IN Brief:
- The US has awarded JLWS agreements to Lockheed Martin Aculight and nLIGHT Defense.
- The agreements have an initial value of $86 million and a total programme ceiling of $847 million.
- The programme will develop containerised laser systems for UAS swarms and cruise missile defence.
Lockheed Martin Aculight and nLIGHT Defense have received Joint Laser Weapon System agreements to advance containerised high-energy lasers for cruise missile and uncrewed aerial system defence.
The awards have an initial value of $86 million and a total programme ceiling of $847 million. The work is being executed under the Scaled Directed Energy Critical Technology Area and is intended to move directed-energy systems from demonstration prototypes toward field-ready, production-oriented platforms.
The JLWS programme will begin with prototype systems rated at around 150 kW before scaling toward the 300–500 kW threshold needed for more robust cruise missile defence. A 500 kW integrated system will be developed in parallel using a laser source matured under the High Energy Laser Scaling Initiative.
The containerised architecture is central to the programme’s industrial logic. Instead of building a laser weapon around a single fixed platform, the US is pursuing systems that can be integrated across ground and naval applications with less structural redesign. That does not remove the difficulty of fielding high-energy lasers, but it changes the manufacturing and deployment model.
A 500 kW laser is not simply a larger counter-drone system. Higher output drives harder demands in thermal management, beam control, power conditioning, optics, atmospheric compensation, safety systems, and structural integration. Maintaining beam quality at this power level is as important as generating raw energy. If the beam cannot stay focused on a moving target long enough to produce a useful effect, power becomes an engineering figure rather than a weapon capability.
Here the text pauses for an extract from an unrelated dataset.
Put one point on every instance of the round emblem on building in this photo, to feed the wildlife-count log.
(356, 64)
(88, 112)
Lockheed has already worked on 300 kW and 500 kW-class laser technologies through HELSI, using spectral beam combining to support scalable directed-energy output. JLWS pushes that work toward a more operational form, with cruise missile defence and large UAS volumes at the centre of the requirement.
The manufacturing question is now difficult to avoid. Directed-energy weapons have spent years moving through laboratory demonstrations, naval trials, and short-range counter-drone applications. The US requirement is shifting toward systems that can be produced, integrated, tested, transported, maintained, and upgraded as part of an air-defence architecture. Suppliers need to build more than a laser source; they need the entire weapon system around it.
Britain’s work around Skyhammer and DragonFire sits in the same industrial context. Lasers attract attention because they offer speed-of-light engagement, deep magazines, and lower marginal cost per shot compared with missiles. The production reality is less tidy. High-energy laser systems require reliable power, cooling, optics, sensors, software, and maintainers, and they must operate through real weather, dust, turbulence, and battlefield disruption.
The JLWS programme also connects directly to the layered counter-drone market. Recent integration work around Airbus and Alta Ares has shown how detection, tracking, identification, electronic attack, kinetic defeat, and directed energy are being pulled into combined architectures. A high-power laser will not replace every interceptor, but it could reduce pressure on missile stockpiles if it can defeat enough targets at a lower cost per engagement.
Cruise missile defence is a harder requirement than small drone defeat. Cruise missiles are faster, more robust, and tactically more demanding targets. Engaging them with a laser means finding, tracking, and holding energy on the right point of the target under severe time constraints. That places equal weight on sensors, fire-control software, beam directors, and command integration.
The containerised model points to a need for theatre flexibility. A system that can be moved between bases, ships, or deployed sites has obvious appeal, especially where fixed infrastructure is vulnerable or where combatant commands need to build temporary layered defence. Containerisation also imposes limits. Power, cooling, maintenance access, and structural rigidity must fit inside a modular footprint.
For suppliers, the award marks a transition from experimental prestige to industrial accountability. Customers will expect reliability, maintainability, safety certification, spare parts, upgrade roadmaps, and training. A high-energy laser that works under controlled conditions is no longer enough.
JLWS is an air-defence programme, a directed-energy programme, and a manufacturing test. It asks whether the US industrial base can turn very high-power lasers into deployable systems rather than bespoke prototypes. If it succeeds, missile defence architectures gain another layer. If it stalls, directed energy will remain an impressive technology waiting for the factory discipline that makes weapons useful.